Eat and drink at these airport restaurants on your next Southern layover
Airport food has had a serious glow-up. Before you spend $20 on unpleasant, plastic-wrapped food, check out these airport restaurants (many of which are recommended by frequent flier travel writers) in some of the most trafficked airports in the South.
Mid-Atlantic | Ronald Reagan Washington National Airport (DCA)
Frequent flier and Washington Post travel writer Natalie Compton swears by Zeke’s Coffee (Terminal 2). “It’s a local, small-batch coffee roastery I love so much, it’s the only coffee we drink in my household,” she says. Lounge life? The Capital One Landing (Terminal 2) is a collaboration with Spanish chef José Andrés, so expect tapas and many more tempting bites. “Jamón serrano. Negronis. Flan!” Compton raves. “Big fan.”

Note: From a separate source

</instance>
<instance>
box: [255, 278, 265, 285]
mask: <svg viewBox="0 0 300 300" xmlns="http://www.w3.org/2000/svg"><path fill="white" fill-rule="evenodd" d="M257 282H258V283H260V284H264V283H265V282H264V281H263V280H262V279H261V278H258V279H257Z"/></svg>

Southeast Coast | Raleigh–Durham International Airport (RDU)
If you’ve had master baker Lionel Vatinet’s white chocolate mini baguettes, you know you’ll be queuing for one at La Farm Bakery & Café (Terminal 2), plus an iced coffee and something savory to scarf down preflight. For a sit-down meal, Crawford’s Genuine (Terminal 2) is a glimpse into Scott Crawford’s tasty world—perfect before an overnight flight, so you’re not stuck with sad airplane food. The chicken wings, tartare, and classic smashburger are solid starts, and if you’re extra hungry, I strongly recommend the pork chop with cheesy grits, mustard, apples, and cabbage.
Southeast Coast | Hartsfield-Jackson Atlanta International Airport (ATL)
A Bojangles Cajun filet biscuit (Concourse C) is a classic, but Durham-based traveler Jenna Armstrong heads straight to Piece of Cake (Concourse A) for a latte and a stellar slice of cake. The real standout? One Flew South (Concourse E), an ATL institution since 2009, known for its collard green ramen—pork broth, peppered pork belly, kimchi, nori, scallions, and a hard-boiled egg (slurp! —and the deviled egg experience.

Deep South | Dallas-Fort Worth International Airport (DFW)
Barbecue pitmaster Rich Pettitt warns against airport barbecue joints. “If you have a long layover, leave the airport and hit Cattleack or Goldee’s—both are top 10 in the country,” he says. Otherwise, Ampersand Coffee (Terminal C), Pappadeaux Seafood Kitchen (Terminals A and C), and Pappasito’s Cantina (Terminals A and C) are solid picks. I’m personally always ordering queso fundido and chips from Pappasito’s during a layover.
Gulf Coast | Orlando International Airport (MCO)
Theme park journalist Carly Caramanna flies through MCO regularly and makes a point to stop at Wine Bar George (Terminal C), run by master sommelier George Miliotes. “It’s an offshoot of the Disney Springs location and the only master sommelier-owned wine bar in Florida,” she says. With more than 75 wines by the glass, bottle, or even one-ounce pours, it’s a must for oenophiles.
Upper South | Nashville International Airport (BNA)
Feeling brave? Do a hot chicken crawl at the airport restaurants in BNA with Prince’s (Concourse D), Hattie B’s, and 400 Degrees (both Concourse C)—but maybe skip the XXX Hot before boarding. Travel writer Jillian Dara notes BNA now has multiple honky-tonk bars, including the legendary Tootsies Orchid Lounge (Concourse C), so you can grab a cold one and get a glimpse of Music City’s nightlife. Dara always makes a beeline for BNA’s new Delta Sky Lounge for solace and Southern bites. “Rotating highlights include Nashville hot chicken strips, shrimp and grits,barbecue, and biscuits—a final Southern feast before heading north.